Steve Bellovin, a computer science professor at Columbia University and an early internet researcher and pioneer, called the passwordless effort a “huge advance” in authentication, but said it will take a very long time for many websites to catch up.
Bellovin and others say one potentially tricky scenario in this new passwordless authentication scheme is what happens when someone loses their mobile device, or their phone breaks and they can’t recall their iCloud password.
“I worry about people who can’t afford an extra device, or can’t easily replace a broken or stolen device,” Bellovin said. “I worry about forgotten password recovery for cloud accounts.”
Google says that even if you lose your phone, “your passkeys will securely sync to your new phone from cloud backup, allowing you to pick up right where your old device left off.”
Apple and Microsoft likewise have cloud backup solutions that customers using those platforms could use to recover from a lost mobile device. But Bellovin said much depends on how securely such cloud systems are administered.
“How easy is it to add another device’s public key to an account, without authorization?” Bellovin wondered. “I think their protocols make it impossible, but others disagree.”
Nicholas Weaver, a lecturer at the computer science department at University of California, Berkeley, said websites still have to have some recovery mechanism for the “you lost your phone and your password” scenario, which he described as “a really hard problem to do securely and already one of the biggest weaknesses in our current system.”

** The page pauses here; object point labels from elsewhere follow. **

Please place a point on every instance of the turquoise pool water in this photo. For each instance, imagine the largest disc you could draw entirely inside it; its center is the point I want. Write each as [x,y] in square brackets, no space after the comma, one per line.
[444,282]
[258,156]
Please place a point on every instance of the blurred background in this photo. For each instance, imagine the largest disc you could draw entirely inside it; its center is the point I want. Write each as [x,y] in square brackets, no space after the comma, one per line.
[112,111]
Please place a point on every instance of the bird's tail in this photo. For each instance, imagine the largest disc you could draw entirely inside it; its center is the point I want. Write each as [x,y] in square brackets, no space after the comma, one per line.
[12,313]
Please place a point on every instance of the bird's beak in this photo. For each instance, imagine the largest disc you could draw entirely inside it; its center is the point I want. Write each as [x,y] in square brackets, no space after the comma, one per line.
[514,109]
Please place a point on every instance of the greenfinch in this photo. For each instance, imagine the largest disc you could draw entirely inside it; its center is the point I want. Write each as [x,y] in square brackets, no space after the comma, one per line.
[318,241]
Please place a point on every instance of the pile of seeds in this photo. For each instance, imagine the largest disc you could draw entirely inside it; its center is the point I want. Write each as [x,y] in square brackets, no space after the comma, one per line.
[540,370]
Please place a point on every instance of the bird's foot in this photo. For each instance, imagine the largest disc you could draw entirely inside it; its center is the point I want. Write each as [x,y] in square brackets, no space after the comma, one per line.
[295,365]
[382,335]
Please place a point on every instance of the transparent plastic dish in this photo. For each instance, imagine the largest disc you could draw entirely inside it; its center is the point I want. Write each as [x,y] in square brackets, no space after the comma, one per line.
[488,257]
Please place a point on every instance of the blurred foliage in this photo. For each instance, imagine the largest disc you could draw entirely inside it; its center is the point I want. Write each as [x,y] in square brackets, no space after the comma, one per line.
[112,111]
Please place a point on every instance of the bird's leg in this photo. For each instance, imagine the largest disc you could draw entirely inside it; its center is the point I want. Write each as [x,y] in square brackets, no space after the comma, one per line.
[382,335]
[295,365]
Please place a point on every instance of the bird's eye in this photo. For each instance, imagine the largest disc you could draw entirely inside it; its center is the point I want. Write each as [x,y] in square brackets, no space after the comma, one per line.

“If you forget the password and lose your phone and can recover it, now this is a huge target for attackers,” Weaver said in an email. “If you forget the password and lose your phone and CAN’T, well, now you’ve lost your authorization token that is used for logging in. It is going to have to be the latter. Apple has the infrastructure in place to support it (iCloud keychain), but it is unclear if Google does.”
Even so, he said, the overall FIDO approach has been a great tool for improving both security and usability.
“It is a really, really good step forward, and I’m delighted to see this,” Weaver said. “Taking advantage of the phone’s strong authentication of the phone owner (if you have a decent passcode) is quite nice. And at least for the iPhone you can make this robust even to phone compromise, as it is the secure enclave that would handle this and the secure enclave doesn’t trust the host operating system.”
The tech giants said the new passwordless capabilities will be enabled across Apple, Google and Microsoft platforms “over the course of the coming year.” But experts said it will likely take several more years for smaller web destinations to adopt the technology and ditch passwords altogether.
Recent research shows far too many people still reuse or recycle passwords (modifying the same password slightly), which presents an account takeover risk when those credentials eventually get exposed in a data breach. A report in March from cybersecurity firm SpyCloud found 64 percent of users reuse passwords for multiple accounts, and that 70 percent of credentials compromised in previous breaches are still in use.